Jennifer Michael Hecht

Winner of the Norma Farber First Book Award in 2002


Tonight there must be people who are getting what they want.
I let my oars fall into the water.
Good for them. Good for them, getting what they want.

The night is so still that I forget to breathe.
The dark air is getting colder. Birds are leaving.
Tonight there are people getting just what they need.
The air is so still that it seems to stop my heart.
I remember you in a black and white photograph
taken this time of some year. You were leaning against a 
     half-shed tree,
standing in the leaves the tree had lost.
When I finally exhale it takes forever to be over.
Tonight, there are people who are so happy,
that they have forgotten to worry about tomorrow.

Somewhere, people have entirely forgotten about tomorrow.
My hand trails in the water.
I should not have dropped those oars. Such a soft wind.

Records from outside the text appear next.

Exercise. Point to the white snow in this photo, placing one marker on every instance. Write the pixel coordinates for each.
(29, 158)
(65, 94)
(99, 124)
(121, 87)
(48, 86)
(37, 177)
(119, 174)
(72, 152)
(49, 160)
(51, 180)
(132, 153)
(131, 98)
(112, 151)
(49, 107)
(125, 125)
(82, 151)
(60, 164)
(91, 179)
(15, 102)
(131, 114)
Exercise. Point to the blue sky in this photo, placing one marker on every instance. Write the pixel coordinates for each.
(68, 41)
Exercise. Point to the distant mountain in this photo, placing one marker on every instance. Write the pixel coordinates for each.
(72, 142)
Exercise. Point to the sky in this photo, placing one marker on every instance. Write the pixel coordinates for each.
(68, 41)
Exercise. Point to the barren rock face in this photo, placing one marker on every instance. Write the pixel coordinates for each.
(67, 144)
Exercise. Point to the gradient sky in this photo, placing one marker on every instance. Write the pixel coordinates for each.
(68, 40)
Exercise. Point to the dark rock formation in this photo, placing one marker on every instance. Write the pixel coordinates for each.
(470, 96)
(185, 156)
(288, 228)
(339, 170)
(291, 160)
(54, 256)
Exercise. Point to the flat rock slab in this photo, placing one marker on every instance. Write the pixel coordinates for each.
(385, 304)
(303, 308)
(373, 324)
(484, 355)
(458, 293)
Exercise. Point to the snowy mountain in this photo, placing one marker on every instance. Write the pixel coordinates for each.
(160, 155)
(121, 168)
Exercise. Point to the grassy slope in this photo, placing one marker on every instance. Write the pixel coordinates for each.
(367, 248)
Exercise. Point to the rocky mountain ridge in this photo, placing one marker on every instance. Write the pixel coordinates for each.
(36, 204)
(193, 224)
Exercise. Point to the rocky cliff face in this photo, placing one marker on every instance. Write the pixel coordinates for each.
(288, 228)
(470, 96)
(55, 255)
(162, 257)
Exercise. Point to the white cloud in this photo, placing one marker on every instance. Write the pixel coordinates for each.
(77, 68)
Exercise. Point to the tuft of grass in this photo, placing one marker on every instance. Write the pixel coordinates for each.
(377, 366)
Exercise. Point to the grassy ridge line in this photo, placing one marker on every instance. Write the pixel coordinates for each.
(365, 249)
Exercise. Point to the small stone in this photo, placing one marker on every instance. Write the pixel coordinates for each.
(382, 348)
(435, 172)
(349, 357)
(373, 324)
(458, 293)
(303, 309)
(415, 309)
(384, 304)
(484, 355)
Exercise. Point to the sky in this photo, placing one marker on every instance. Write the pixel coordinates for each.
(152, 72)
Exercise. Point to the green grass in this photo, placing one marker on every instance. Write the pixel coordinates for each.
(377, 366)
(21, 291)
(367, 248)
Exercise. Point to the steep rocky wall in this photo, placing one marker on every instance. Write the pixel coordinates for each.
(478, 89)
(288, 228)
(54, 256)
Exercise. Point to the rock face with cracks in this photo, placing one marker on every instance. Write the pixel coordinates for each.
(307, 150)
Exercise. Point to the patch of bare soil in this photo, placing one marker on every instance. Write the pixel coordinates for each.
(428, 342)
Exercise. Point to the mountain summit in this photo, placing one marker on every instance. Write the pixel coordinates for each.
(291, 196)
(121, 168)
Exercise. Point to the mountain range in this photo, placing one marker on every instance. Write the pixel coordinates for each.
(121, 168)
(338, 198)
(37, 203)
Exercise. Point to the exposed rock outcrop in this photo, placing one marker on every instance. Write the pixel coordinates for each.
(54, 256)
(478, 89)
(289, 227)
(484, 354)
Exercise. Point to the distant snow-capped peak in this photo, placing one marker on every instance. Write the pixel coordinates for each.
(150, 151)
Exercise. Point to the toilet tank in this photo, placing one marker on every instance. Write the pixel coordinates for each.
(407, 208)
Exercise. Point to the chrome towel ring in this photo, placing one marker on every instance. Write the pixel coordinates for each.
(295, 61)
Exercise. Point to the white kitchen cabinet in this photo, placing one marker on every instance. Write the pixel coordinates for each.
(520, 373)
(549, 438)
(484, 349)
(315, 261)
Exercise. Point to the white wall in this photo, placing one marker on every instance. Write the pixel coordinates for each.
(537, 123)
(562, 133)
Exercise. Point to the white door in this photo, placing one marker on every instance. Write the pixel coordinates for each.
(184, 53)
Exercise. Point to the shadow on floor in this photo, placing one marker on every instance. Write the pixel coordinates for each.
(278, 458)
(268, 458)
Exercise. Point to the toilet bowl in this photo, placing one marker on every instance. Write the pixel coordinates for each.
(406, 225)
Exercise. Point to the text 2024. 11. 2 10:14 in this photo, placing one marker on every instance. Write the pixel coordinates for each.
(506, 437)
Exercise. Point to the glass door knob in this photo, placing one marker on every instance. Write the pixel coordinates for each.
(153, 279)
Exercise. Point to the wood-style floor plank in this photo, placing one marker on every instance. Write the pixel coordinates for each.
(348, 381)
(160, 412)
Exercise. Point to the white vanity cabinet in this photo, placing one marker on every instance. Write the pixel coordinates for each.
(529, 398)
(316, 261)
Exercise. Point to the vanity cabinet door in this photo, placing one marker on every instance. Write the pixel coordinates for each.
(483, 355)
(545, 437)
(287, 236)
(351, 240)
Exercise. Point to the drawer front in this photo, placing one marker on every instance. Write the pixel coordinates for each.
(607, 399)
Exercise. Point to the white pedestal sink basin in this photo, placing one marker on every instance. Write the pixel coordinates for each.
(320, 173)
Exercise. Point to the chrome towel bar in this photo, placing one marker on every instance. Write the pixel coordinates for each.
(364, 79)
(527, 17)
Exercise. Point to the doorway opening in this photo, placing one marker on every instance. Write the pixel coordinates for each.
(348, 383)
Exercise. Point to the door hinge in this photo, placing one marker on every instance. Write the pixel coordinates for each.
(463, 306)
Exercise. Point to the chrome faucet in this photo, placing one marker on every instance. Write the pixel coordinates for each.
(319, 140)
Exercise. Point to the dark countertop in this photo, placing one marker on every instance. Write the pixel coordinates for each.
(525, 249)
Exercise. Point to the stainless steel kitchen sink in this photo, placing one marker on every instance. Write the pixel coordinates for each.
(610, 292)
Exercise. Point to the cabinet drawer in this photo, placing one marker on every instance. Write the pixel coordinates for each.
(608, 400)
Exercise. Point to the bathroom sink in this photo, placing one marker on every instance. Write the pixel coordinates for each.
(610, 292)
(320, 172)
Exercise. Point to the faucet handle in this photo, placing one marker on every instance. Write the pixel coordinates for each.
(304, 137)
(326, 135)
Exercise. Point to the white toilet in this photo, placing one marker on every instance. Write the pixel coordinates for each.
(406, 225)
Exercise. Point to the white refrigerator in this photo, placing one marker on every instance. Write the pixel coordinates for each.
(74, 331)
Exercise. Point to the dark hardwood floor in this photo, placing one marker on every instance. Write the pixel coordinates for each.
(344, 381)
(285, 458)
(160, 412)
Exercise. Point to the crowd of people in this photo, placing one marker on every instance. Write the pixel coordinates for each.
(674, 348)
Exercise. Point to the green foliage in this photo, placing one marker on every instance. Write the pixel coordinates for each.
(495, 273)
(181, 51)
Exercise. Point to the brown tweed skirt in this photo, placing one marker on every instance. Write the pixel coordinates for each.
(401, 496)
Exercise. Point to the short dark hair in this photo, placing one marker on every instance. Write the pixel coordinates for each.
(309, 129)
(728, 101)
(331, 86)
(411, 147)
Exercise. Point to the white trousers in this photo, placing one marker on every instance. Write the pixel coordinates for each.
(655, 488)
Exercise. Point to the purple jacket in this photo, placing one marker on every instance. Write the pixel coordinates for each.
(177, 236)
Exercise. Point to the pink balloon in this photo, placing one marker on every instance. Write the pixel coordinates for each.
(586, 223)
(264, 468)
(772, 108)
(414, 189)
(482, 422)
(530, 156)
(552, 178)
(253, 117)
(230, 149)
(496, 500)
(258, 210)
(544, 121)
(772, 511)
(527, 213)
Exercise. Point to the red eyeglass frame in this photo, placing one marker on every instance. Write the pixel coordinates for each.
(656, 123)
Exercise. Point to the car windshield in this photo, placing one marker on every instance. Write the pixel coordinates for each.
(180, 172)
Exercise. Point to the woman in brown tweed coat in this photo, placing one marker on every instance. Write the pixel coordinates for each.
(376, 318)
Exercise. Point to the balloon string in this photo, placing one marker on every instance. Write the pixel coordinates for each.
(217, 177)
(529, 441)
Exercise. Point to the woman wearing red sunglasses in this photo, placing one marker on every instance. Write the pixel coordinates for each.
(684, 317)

David Lehman on Jennifer Michael Hecht

Jennifer Michael Hecht's vivacious first book, The Next Ancient World, is the work of a sophisticated time-traveler who enjoys mediating between the distant past and the unknowable future. A professional historian, Hecht lets her poems wander across the divide of centuries ("Waiting to Happen"), where they may eavesdrop on Aristotle and Nietzsche ("God and Animals") or sneak into the garden of Eden ("History"). Her subjects range from carnal to scientific knowledge, from innocence as a legal concept to the frankly speculative "reason you so often in literature have a naked woman / walk out of her house that way." Hecht writes in forms traditional (the sonnet, the villanelle) and made-up (a poem fetchingly titled "Please Answer All Three of the Following Essay Questions" is in the form of a final examination). Her poems excite thinking— they are vehicles of a restlessly curious intellect— and they never forget the poet's categorical imperative: to delight and amuse as well as to instruct the reader.